On June 20, 2015, the Yankees held Old-Timers' Day. A Number 30 was marked in white on each foul line, presumably to honor former 2nd baseman and coach Willie Randolph with a Plaque in Monument Park. As a surprise, it was to honor 2 Number 30s: Mel was also honored with a Plaque.
Note that is lists him as "MELVIN LEON STOTTLEMYRE, SR.,"
in recognition of his family's contribution's to baseball, not just his.
Weakened by his illness and his treatment, Mel used a cane, and I got the impression that they were doing this while they still had time.
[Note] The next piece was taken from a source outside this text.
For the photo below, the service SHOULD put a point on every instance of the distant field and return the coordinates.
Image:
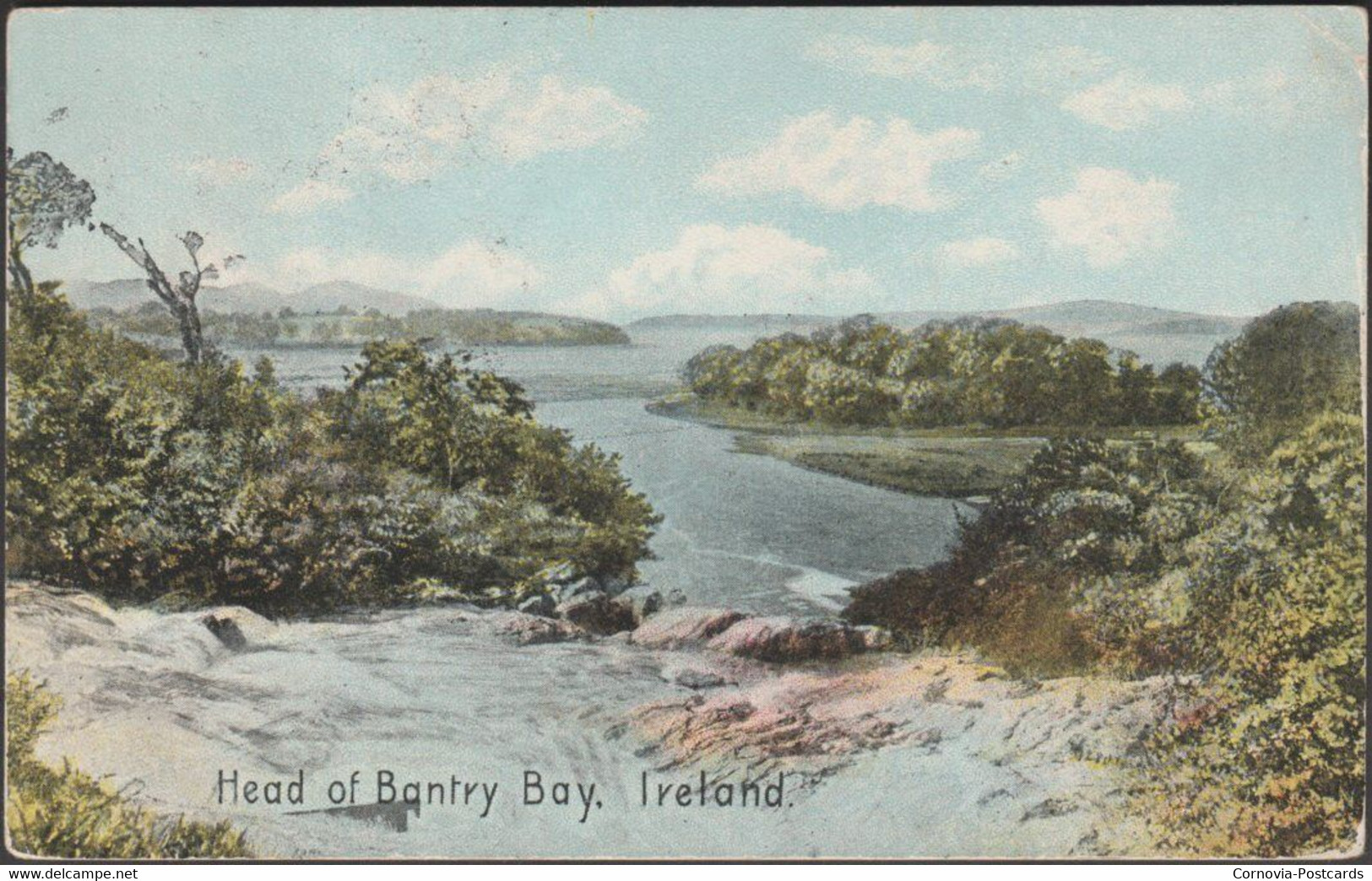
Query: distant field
(954, 462)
But they did not do this for the aforementioned Bobby Murcer when it became clear, during his cancer treatment in 2007 and '08, that he could die, and then did. They still haven't given Bobby a Plaque, and he was at least as important to the Yankees from 1969 to 1974 as Mel was -- and, like Mel won just 1 Pennant with the team, albeit near the end, 1981, instead of at the beginning, in Mel's case in 1964.
"A 'thrill' isn't a word to use," he said. "It's beyond that."
He also said that, given the nature of his illness and his residence all the way across the country -- he had to clear this trip with his doctor -- it might be his last Old-Timers' Day visit. He said, "I will start another baseball club, coaching up there, whenever they need me."
They needed him on Sunday, January 13, 2019, at the age of 77.
With Mel's death, there are 12 surviving players from the 1964 Yankees: Pitchers Whitey Ford, Ralph Terry, Rollie Sheldon, Jim Bouton, Al Downing and Pedro Ramos; shortstops Tony Kubek and Phil Linz, 2nd basemen Bobby Richardson and Pedro Gonzalez, outfielder Hector Lopez and 1st baseman Joe Pepitone.
And it leaves 14 living honorees in Monument Park at the new Yankee Stadium: Ford, Reggie Jackson, Ron Guidry, Willie Randolph, Goose Gossage, Don Mattingly, Joe Torre, Bernie Williams, Paul O'Neill, Mariano Rivera, Derek Jeter, Andy Pettitte, Tino Martinez and Jorge Posada.
UPDATE; Mel was buried at Sunset Hills Memorial Park in the Seattle suburb of Bellevue, Washington.